Built With PyTorch & Flask

Full-stack application combining deep learning visualization with real-time audio processing. Flask backend handles model inference while WebAudio API enables live microphone capture and waveform display.

Neural Models
ResNet18
CSM-1B
PyTorch
Activation Hooks
Layer Visualization
Audio Processing
Librosa
Mel-Spectrogram
FFmpeg
WebAudio API
MediaRecorder
Real-time Waveforms
Backend & Processing
Flask
OpenCV
NumPy
Pillow
Matplotlib
Visualization Modes
Matrix Code Rain
Circuit Board PCB
Hexadecimal Memory
ASCII Terminal Art
Thermal Spectrum
Binary Patterns
Pointillist Dots
Neural RGB

Progressive Feature Extraction

Neural Vision captures activations from 6 key convolutional layers, showing how the network builds increasingly complex representations from simple edges to high-level semantic features.

Layer 01
Early Convolution
Edge detection, basic shapes, color gradients
Layer 02-03
Mid-Level Features
Textures, patterns, simple object parts
Layer 04-06
High-Level Semantics
Complex shapes, object recognition, contextual understanding

Educational & Creative Tool

Neural Vision makes deep learning interpretable and accessible. Perfect for understanding how convolutional neural networks process visual and audio information, teaching AI concepts, or creating generative art from neural activations.

Education
Demonstrate how CNNs extract features at different layers, from edge detection to high-level patterns.
Research
Analyze model behavior, compare activation patterns, and debug neural network architectures visually.
Generative Art
Create unique artwork from neural activations with customizable aesthetic parameters and render modes.
Audio Visualization
Transform speech, music, or ambient sound into visual representations through mel-spectrogram analysis.

Neural Vision FAQ

What is Neural Vision?

Neural Vision is an interactive tool that extracts hidden-layer activations from deep learning models and renders them as visual art. It reveals how convolutional neural networks perceive and process images and audio.

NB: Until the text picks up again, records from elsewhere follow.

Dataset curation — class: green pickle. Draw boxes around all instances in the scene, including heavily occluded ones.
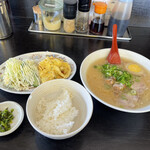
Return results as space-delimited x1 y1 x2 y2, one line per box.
0 108 14 132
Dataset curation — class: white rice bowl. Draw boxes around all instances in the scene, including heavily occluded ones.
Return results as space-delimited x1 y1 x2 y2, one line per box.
26 79 93 139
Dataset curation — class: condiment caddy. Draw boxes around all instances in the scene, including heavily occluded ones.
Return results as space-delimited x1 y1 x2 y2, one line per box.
28 0 132 41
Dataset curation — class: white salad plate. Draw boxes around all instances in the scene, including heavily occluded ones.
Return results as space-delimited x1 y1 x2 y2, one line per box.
0 51 77 94
80 48 150 113
0 101 24 136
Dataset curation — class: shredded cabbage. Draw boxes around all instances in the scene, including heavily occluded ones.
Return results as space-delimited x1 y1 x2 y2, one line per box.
3 58 40 91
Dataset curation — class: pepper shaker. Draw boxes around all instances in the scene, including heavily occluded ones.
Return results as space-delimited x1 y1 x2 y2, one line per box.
76 0 90 33
63 0 77 33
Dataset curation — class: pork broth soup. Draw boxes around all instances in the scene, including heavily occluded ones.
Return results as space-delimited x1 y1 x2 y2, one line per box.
86 58 150 109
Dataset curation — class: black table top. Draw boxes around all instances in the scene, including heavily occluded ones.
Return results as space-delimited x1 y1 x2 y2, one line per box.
0 18 150 150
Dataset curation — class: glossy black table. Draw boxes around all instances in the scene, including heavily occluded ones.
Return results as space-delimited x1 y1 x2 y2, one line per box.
0 18 150 150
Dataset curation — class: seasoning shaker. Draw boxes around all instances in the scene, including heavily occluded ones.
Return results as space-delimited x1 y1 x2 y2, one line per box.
90 1 107 35
63 0 77 33
32 5 42 25
38 0 63 31
76 0 90 33
0 0 12 39
107 0 133 37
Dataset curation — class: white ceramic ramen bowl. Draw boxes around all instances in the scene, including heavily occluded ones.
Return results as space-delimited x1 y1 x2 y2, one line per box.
80 48 150 113
26 79 93 140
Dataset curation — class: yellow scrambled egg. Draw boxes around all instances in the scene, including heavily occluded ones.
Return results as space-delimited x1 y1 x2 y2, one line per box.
38 56 71 83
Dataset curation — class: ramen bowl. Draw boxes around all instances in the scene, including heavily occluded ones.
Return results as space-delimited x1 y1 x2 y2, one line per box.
26 79 93 140
80 48 150 113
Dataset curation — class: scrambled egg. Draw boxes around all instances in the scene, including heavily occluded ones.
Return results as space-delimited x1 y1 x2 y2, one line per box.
38 56 71 83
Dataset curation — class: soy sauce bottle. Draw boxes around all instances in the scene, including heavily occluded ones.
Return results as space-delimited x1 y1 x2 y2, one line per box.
90 2 107 35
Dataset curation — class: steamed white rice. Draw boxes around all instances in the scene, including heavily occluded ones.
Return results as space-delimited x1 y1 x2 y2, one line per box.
36 90 78 135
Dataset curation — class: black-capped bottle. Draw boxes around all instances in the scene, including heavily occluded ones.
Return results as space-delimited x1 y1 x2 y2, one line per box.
90 2 107 35
76 0 90 33
107 0 133 37
63 0 77 33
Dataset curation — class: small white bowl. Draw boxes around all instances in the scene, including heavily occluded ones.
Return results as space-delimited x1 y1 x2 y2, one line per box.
80 48 150 113
0 101 24 136
26 79 93 140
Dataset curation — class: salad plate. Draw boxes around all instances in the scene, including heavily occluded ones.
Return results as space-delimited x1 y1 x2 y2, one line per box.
0 51 77 94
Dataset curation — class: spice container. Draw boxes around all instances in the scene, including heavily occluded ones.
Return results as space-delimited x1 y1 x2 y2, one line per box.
76 0 90 33
90 2 107 35
107 0 133 37
39 0 63 31
63 0 77 33
32 5 42 25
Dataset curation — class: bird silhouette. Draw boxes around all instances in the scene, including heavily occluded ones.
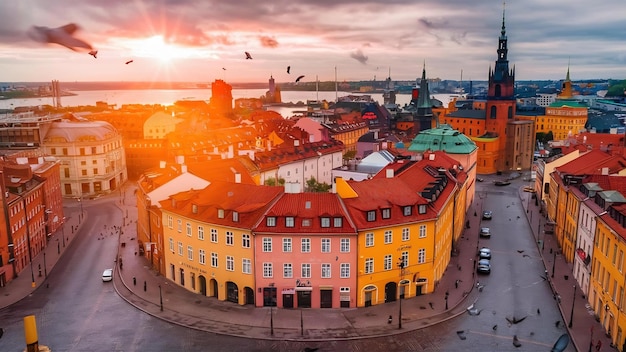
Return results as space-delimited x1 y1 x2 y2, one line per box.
28 23 97 53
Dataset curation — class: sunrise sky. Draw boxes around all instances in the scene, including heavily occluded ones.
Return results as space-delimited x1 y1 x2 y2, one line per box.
0 0 626 83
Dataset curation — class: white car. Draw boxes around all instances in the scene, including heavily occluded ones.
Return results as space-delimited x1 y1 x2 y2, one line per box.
102 269 113 282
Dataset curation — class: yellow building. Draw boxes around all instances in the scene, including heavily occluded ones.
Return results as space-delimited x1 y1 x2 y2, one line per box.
160 182 282 304
336 152 465 307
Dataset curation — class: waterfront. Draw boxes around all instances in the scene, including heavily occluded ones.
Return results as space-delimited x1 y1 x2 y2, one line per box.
0 89 450 116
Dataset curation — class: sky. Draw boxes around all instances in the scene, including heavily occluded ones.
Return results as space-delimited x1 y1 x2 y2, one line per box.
0 0 626 83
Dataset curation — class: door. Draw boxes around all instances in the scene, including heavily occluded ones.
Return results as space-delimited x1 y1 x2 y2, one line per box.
320 290 333 308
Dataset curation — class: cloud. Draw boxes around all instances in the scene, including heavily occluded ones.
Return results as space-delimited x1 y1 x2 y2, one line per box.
259 35 278 48
350 49 368 65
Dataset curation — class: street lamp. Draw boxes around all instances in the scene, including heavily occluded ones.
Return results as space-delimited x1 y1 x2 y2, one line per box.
568 284 576 328
398 257 404 329
159 285 163 312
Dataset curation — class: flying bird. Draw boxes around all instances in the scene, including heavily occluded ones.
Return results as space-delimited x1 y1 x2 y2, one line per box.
28 23 97 53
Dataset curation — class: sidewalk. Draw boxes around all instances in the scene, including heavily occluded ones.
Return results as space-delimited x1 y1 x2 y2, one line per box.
519 187 617 351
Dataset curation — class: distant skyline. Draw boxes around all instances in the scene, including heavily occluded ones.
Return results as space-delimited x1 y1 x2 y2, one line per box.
0 0 626 83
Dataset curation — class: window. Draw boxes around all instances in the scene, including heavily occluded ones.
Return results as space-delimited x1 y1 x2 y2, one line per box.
198 249 206 264
365 232 374 247
365 258 374 274
226 255 235 271
283 263 293 279
420 225 426 238
402 227 411 241
263 237 272 252
198 226 204 241
340 263 350 279
383 254 393 270
322 263 330 279
322 238 330 253
283 238 292 253
300 238 311 253
300 263 311 279
241 258 252 274
417 248 426 264
226 231 235 246
263 263 274 278
241 233 250 248
340 238 350 253
385 230 393 244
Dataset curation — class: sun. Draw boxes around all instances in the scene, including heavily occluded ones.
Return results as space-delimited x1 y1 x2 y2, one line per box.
133 35 180 64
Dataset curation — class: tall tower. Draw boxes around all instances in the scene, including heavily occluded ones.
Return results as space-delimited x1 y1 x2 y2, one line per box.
485 4 515 171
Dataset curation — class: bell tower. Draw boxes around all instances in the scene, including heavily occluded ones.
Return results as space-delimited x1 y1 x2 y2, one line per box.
485 5 515 171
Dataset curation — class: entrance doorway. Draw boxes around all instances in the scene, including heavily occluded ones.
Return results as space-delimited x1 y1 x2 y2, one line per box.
298 291 311 308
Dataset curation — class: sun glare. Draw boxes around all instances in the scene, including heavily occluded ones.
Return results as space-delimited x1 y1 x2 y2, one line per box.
133 35 180 64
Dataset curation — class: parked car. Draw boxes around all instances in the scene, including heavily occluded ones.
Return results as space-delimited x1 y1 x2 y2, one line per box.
478 247 491 259
102 269 113 282
476 259 491 274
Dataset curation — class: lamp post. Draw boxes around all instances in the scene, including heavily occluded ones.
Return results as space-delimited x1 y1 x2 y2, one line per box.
552 251 556 278
159 285 163 312
398 257 404 329
568 284 576 328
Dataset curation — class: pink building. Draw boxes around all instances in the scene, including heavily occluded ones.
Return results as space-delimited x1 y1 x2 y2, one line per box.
253 193 357 308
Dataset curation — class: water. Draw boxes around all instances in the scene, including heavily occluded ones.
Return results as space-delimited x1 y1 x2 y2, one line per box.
0 89 450 117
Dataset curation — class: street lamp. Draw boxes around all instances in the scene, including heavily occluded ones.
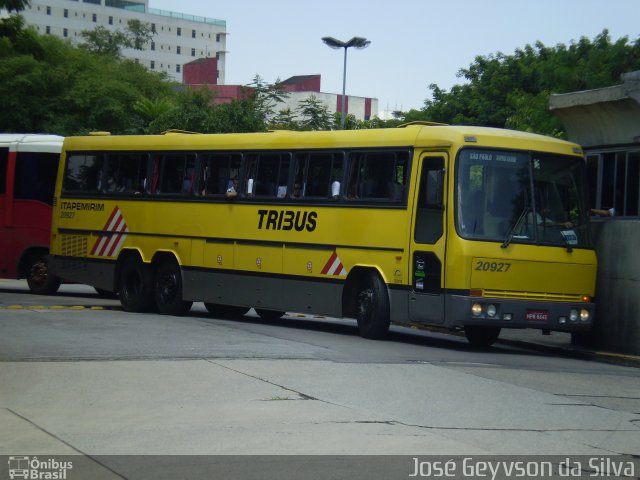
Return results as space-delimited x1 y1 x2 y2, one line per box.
322 37 371 130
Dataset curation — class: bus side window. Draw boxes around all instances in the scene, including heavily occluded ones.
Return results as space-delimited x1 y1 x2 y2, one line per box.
202 154 241 195
305 153 344 198
151 155 196 195
63 153 103 193
347 151 409 203
247 153 291 198
13 152 59 205
102 153 147 195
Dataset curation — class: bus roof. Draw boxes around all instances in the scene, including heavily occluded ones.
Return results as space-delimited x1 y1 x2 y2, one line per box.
65 124 582 155
0 133 64 152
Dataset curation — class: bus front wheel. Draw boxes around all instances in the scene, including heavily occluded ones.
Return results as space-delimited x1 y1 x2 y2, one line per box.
118 255 153 313
26 253 62 295
154 261 193 316
356 274 391 339
464 325 500 348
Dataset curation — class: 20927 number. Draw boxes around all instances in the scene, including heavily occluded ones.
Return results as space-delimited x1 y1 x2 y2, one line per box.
475 260 511 273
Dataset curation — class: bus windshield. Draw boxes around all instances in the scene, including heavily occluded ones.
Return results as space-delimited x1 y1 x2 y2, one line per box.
456 149 589 248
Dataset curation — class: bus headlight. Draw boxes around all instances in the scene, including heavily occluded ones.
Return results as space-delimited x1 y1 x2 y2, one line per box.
580 308 591 322
569 308 578 323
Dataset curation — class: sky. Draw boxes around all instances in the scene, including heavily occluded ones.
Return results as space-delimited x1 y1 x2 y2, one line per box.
149 0 640 115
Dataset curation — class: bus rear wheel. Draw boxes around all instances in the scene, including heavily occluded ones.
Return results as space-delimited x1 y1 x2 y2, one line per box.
26 253 62 295
204 302 249 318
464 325 500 348
356 274 391 339
254 308 285 322
118 255 153 313
154 260 193 316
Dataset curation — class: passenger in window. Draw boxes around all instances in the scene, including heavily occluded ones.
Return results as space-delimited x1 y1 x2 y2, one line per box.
225 177 239 198
591 207 616 217
182 167 195 193
331 179 340 198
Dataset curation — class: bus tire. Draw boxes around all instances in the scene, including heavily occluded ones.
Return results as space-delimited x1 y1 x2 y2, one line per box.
93 287 118 298
204 302 249 318
118 255 154 313
464 325 500 348
356 274 391 339
25 252 62 295
154 260 193 317
254 308 286 322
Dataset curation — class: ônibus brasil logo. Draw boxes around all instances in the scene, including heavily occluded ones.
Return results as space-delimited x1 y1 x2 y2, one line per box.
8 456 73 480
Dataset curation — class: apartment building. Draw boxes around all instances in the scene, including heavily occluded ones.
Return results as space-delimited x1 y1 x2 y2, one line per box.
12 0 227 84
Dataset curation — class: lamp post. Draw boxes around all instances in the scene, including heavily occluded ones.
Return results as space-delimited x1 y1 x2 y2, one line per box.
322 37 371 130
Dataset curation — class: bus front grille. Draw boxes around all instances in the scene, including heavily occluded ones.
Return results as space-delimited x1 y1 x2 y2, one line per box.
482 290 582 302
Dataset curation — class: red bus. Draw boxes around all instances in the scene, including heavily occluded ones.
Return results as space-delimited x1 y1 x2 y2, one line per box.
0 133 64 294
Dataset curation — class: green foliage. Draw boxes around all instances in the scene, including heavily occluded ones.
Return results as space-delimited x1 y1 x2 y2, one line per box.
0 34 173 135
418 30 640 136
0 0 31 13
296 95 335 130
145 88 266 133
80 19 154 57
248 75 289 123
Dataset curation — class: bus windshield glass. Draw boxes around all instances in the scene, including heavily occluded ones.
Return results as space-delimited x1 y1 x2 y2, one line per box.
456 149 589 248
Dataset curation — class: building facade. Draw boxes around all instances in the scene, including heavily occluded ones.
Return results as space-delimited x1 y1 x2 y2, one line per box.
183 66 378 120
550 71 640 217
5 0 227 84
550 71 640 355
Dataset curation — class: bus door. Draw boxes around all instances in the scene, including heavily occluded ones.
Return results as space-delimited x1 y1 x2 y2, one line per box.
409 153 447 323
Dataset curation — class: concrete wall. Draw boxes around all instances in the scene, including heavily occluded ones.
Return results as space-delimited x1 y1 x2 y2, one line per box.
575 218 640 354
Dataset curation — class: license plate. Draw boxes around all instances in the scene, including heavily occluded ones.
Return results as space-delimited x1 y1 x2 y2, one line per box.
524 310 549 322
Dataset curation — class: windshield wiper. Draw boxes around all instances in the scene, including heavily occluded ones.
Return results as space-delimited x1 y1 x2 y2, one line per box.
500 206 531 248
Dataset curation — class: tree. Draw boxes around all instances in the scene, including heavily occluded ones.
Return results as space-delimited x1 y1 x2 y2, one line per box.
296 95 335 130
421 30 640 136
270 108 300 130
0 30 173 135
80 19 154 57
249 75 289 123
0 0 31 13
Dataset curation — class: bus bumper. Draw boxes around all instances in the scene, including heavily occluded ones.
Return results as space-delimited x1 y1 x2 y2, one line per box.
445 295 595 332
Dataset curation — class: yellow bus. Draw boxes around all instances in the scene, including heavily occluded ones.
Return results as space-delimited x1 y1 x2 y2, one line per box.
51 123 596 346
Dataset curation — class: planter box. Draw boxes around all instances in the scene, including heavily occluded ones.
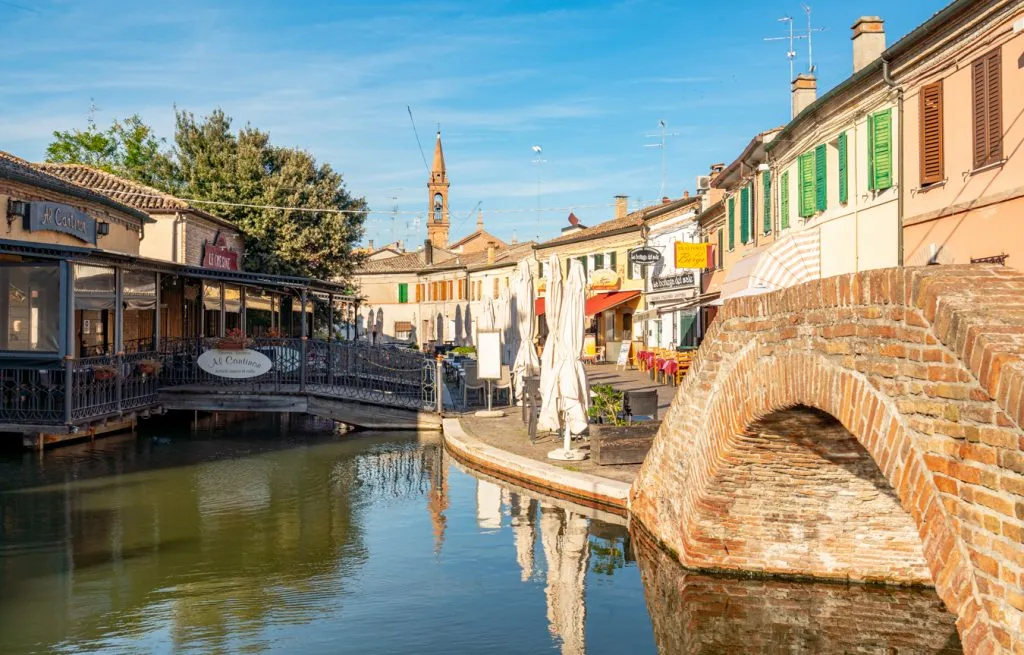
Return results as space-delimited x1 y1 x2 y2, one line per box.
590 421 662 466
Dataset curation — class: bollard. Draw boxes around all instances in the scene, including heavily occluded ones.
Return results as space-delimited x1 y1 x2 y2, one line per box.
434 355 444 414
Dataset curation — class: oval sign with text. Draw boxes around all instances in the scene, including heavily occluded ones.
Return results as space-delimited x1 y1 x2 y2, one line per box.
197 349 273 380
630 248 662 264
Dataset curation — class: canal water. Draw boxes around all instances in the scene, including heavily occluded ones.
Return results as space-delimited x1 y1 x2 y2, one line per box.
0 417 959 654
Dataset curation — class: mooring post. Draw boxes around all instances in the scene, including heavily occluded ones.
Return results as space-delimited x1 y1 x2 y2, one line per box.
434 355 444 413
299 289 307 393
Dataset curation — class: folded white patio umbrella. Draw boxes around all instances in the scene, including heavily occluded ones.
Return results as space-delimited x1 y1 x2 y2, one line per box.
512 259 541 402
537 255 562 432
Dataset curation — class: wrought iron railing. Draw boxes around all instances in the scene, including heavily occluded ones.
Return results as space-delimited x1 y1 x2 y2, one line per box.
0 338 443 425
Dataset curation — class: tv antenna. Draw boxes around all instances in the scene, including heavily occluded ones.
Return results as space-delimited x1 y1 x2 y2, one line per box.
765 4 827 82
644 119 679 198
530 145 548 243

Does Neural Vision require a GPU?

No. Neural Vision runs entirely in the browser using pre-computed activations served from a Flask backend. The server handles PyTorch inference, so users need only a modern web browser.

What CNN concepts does Neural Vision demonstrate?

Neural Vision demonstrates convolutional feature extraction, activation maps, forward hooks, progressive layer abstraction from edges to semantics, and 8 distinct rendering pipelines for visualizing internal network states.

Can Neural Vision process audio inputs?

Yes. Audio is converted to mel-spectrograms using Librosa at 22050 Hz sample rate with 128 mel bands, then fed through the same convolutional pipeline as images for visualization.

Is Neural Vision available to use online?

Neural Vision is currently a research and development project. A public demo is planned. The codebase uses Flask, PyTorch, OpenCV, and WebAudio API for real-time processing.